But our world is rarely so simple. Sweeney points out that getting stuck in this kind linear thinking can be a big obstacle for kids as our world becomes more complicated and interconnected. The stories featured in When a Butterfly Sneezes focus on connections that are best described as loops: that is, A causes a change in B, B causes a change in C, and then C in turn causes a change in A. In this way the feedback loops form a web of relationships among the changing elements of a “system.”

Changes in the world around us that are puzzling when examined with linear thinking become understandable from the perspective of systems thinking. Aided by systems thinking skills, children learn to question simplistic explanations. They start to see the systems they are part of, to look for patterns in how things happen, to understand why problems arise, and to figure out what they can do about them. Ideally, they learn to influence and design systems to produce better outcomes.

The first two sections of the book offer a basic introduction to systems and systems thinking, and detailed tips for how to use the book with children. The third section includes a comprehensive guide to the 12 children’s books. The books include The Cat in the Hat Comes Back, The Sneetches, The Lorax, The Old Ladies Who Liked Cats, Anno’s Magic Seeds, Zoom, traditional Native American stories, The Butter Battle Book, and If You Give Mouse a Cookie. Each chapter outlines the age range (generally 4 to 8 year-olds), the relevant systems thinking concepts, a quick summary of the plot, teaching tips, personal accounts from people who have used the stories with kids, the questions to stimulate thought and conversation, and a short list of related books. The book comes complete with several appendices-a guide to reading systems thinking diagrams, tips for choosing your own systemic children’s stories, and guidelines for using the book in trainings with adults.
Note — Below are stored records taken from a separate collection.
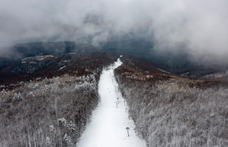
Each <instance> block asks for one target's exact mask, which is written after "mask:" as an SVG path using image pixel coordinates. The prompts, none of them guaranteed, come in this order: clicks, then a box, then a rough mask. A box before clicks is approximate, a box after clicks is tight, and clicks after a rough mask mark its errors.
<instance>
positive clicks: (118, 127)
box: [77, 59, 146, 147]
mask: <svg viewBox="0 0 228 147" xmlns="http://www.w3.org/2000/svg"><path fill="white" fill-rule="evenodd" d="M121 64H122V63H121V61H120V60H119V59H118V60H117V62H115V63H114V64H113V65H111V66H109V67H108V68H107V69H104V70H103V72H102V74H101V77H100V81H99V89H98V90H99V94H100V97H101V101H100V103H99V105H98V107H97V108H96V110H94V112H93V114H92V118H91V123H90V124H88V125H87V127H86V130H85V132H84V133H83V134H82V137H81V139H80V141H79V143H78V144H77V147H146V142H145V141H144V140H141V139H140V138H138V137H137V136H136V134H135V132H134V128H135V126H134V123H133V121H132V120H131V119H129V118H128V107H127V106H126V105H125V102H124V99H123V97H122V96H121V93H120V92H119V91H118V84H117V82H116V80H115V78H114V69H115V68H117V67H118V66H120V65H121ZM127 127H129V128H130V130H129V136H128V133H127V130H126V128H127Z"/></svg>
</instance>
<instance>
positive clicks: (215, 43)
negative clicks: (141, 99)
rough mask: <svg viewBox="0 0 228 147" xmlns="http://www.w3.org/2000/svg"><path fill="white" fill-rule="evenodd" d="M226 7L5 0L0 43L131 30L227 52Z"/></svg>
mask: <svg viewBox="0 0 228 147" xmlns="http://www.w3.org/2000/svg"><path fill="white" fill-rule="evenodd" d="M227 8H228V1H227V0H216V1H215V0H168V1H161V0H115V1H107V0H83V1H81V0H65V1H61V0H39V1H36V0H20V1H17V0H9V1H3V0H0V46H5V45H9V44H13V43H19V42H31V41H36V40H39V41H40V40H41V41H48V40H51V41H60V40H69V41H77V40H81V41H83V40H84V41H87V38H90V43H91V44H92V45H95V46H99V44H100V43H103V42H105V41H108V40H110V38H112V37H113V36H115V37H117V38H118V37H121V36H126V35H127V36H133V37H136V38H137V37H139V38H144V39H147V40H149V41H152V42H153V43H154V45H155V46H154V48H155V49H158V50H172V51H177V50H182V49H183V50H187V51H188V52H190V53H191V54H192V55H205V56H206V57H214V56H216V57H223V58H225V57H226V56H227V55H228V41H227V40H228V19H227V18H228V9H227ZM5 52H6V51H3V50H1V51H0V54H4V53H5Z"/></svg>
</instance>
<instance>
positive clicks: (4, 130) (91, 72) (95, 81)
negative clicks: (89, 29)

Linda Booth Sweeney is a Harvard-trained educator and researcher who is dedicated to helping children and adults understand how the natural and social worlds function through the field of systems thinking. As a researcher and consultant, Linda has worked with the Society for Organizational Learning, and has helped member companies-including AT&T, Ford and Visteon, and other for- and non-profit organizations-to develop capacity in systems thinking and its related disciplines. Linda lives in Cambridge, Massachusetts, with her husband and two children. She is currently at work on several “systems-oriented” stories for children.